Silver Linings Playbook: A Review
On paper, a manic episode can read like a tantrum. A few hours before dawn, Pat Solitano, a man in his 30s, wants his wedding video. He could describe it frame for frame, but he will turn his parents’ house upside down, waking them and the rest of the neighborhood up until it surfaces. Move in a little closer, though, and you’ll find that video in Pat’s mind, enclosed along with his wedding song, Stevie Wonder’s “My Cherie Amour,” in a safe of infinitely layered neuroses. The tokens are insignificant next to his inability to stop returning to them through a narrow, obsessive, and unproductive focus on Nikki, his Cthulhu-like wife.
What Pat (Bradley Cooper) wants is to find room in the safe where nobody will bother him again. He thinks Nikki will take him back –despite an eight-month stint at a mental hospital– and is desensitized by her memory, an expert ignorer of how her absence has crushed him. She is his family and his friends, and all the strangers staring back at him for self-assurance that he hasn’t somehow given them bipolar disorder too. Pat is a hazard at their door, their real-life A&E.
Tiffany (Jennifer Lawrence) is similarly stuck, except she’s a little farther along in her recovery from trauma. She already let her husband’s death astonish and confuse her as to where to turn for relief. Now, past denial, she seeks self-expansion, to struggle with a thought process foreign to her own.
The differences between Tiffany and Pat are rooted in perspective. She listens to the whole orchestra, while he only hears the keyboards. He sees individual strokes and can tell them apart without knowing what the painting represents, that is until he gets curious and asks her. Their reactions to the world are pre-planned, dull and unchanging. They don’t have to live in the moment or be critically aware of their behavior, because good and bad are already rigidly defined.
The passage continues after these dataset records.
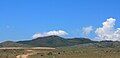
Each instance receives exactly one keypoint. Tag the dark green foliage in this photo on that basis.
(55, 41)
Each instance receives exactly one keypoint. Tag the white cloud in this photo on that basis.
(36, 35)
(108, 31)
(87, 30)
(54, 32)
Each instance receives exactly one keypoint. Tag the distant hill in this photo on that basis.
(55, 41)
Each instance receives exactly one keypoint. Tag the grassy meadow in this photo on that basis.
(63, 52)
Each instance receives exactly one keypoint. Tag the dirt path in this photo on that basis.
(24, 55)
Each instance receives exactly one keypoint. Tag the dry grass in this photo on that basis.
(74, 52)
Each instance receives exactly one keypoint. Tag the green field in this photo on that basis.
(64, 52)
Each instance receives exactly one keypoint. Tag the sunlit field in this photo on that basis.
(64, 52)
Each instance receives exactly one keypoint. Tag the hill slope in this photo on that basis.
(55, 41)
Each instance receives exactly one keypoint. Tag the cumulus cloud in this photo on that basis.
(54, 32)
(87, 30)
(108, 31)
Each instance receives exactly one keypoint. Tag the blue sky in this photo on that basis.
(20, 19)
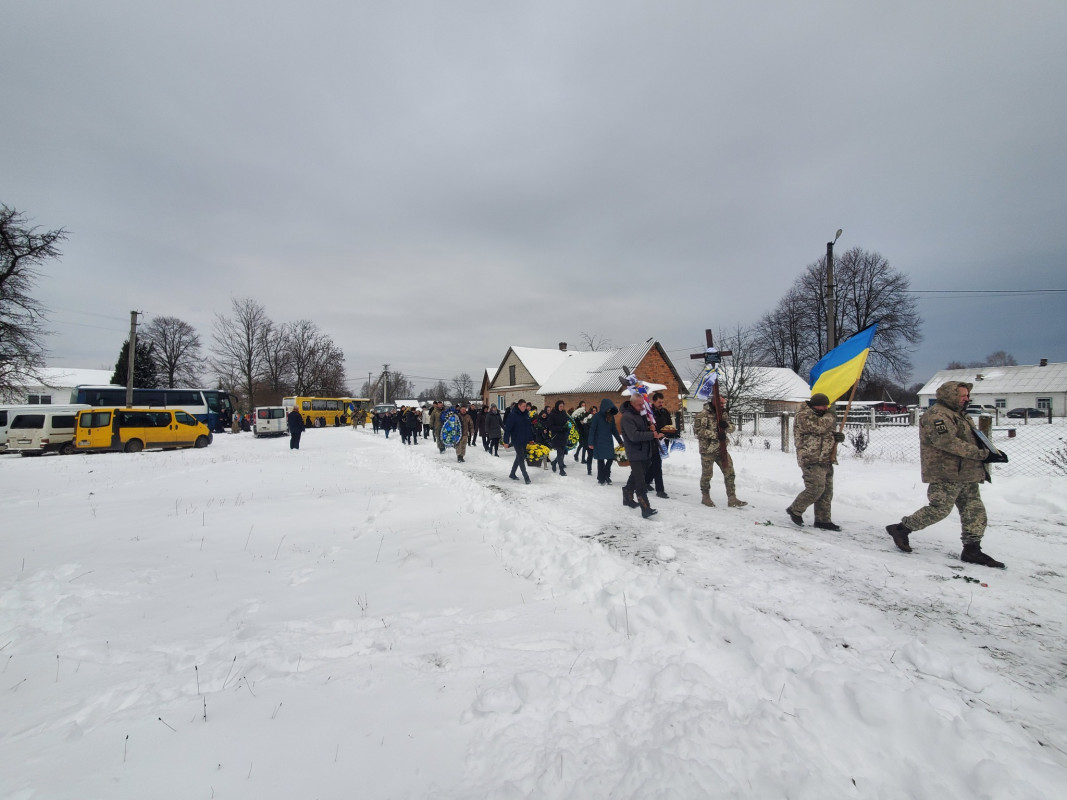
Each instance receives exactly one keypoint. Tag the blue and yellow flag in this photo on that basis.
(839, 369)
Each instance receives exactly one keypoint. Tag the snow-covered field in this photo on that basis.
(360, 619)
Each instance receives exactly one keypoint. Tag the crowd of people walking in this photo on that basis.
(954, 458)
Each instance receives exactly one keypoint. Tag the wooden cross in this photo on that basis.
(717, 401)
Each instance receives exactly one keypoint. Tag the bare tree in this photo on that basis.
(328, 369)
(24, 250)
(462, 387)
(781, 337)
(302, 340)
(238, 345)
(868, 290)
(436, 392)
(400, 386)
(176, 349)
(594, 341)
(277, 371)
What I take from Silver Linings Playbook is that you’re not supposed to know how to live through a broken marriage or a death in the family before those things happen (and hopefully they don’t). No matter what you do, you’ll be caught reeling, and the part of your brain that works free of insights and logical thinking will tell you to simply grit your teeth and hold on. It’s that moment of desperation when the ground beneath your feet dissolves and you’ll want nothing more than to make sense of what’s happening, however bizarre a story it takes. Pat’s delusion, revealed in the therapy scene, represents the human reaction to hardship, one far less difficult than the appropriate reaction of letting adversity make its own sense that can overcome you and force you to understand it.
Then, with any luck, you’ll be exhausted, left with football, your friends and loved ones, a good book, sleeping in, small things that can carry a life if afforded space among other less tangible things, like dreams and inherited images of what a good life entails, that can get in the way of what’ll be there when it’s time to start over or try something new.
Silver Linings Playbook is uncomfortable to watch without the self-justifying comfort of reality television. It is a movie about the unavoidability of loss and stress and weakness, and how preparing for each one has more to do with experiencing them than browsing the Self-Help isles. Or to put it another way, a playbook is %99 guide, %1 Hail Mary. Its prescriptions can be broken at a moment’s notice if your players fail to get open or hold off the charging defensive line: in these cases, you are allowed to depend on whomever is available, even if you’re all that’s left. But if a long-ball prayer of a touchdown is the last hope for a win, your faith best reside in the familial faces crowding the end zone.
If we’re left with a moral, it’s an urgent, humble reminder that life is appeasable for those who realize that Hell is other people, but Heaven is too.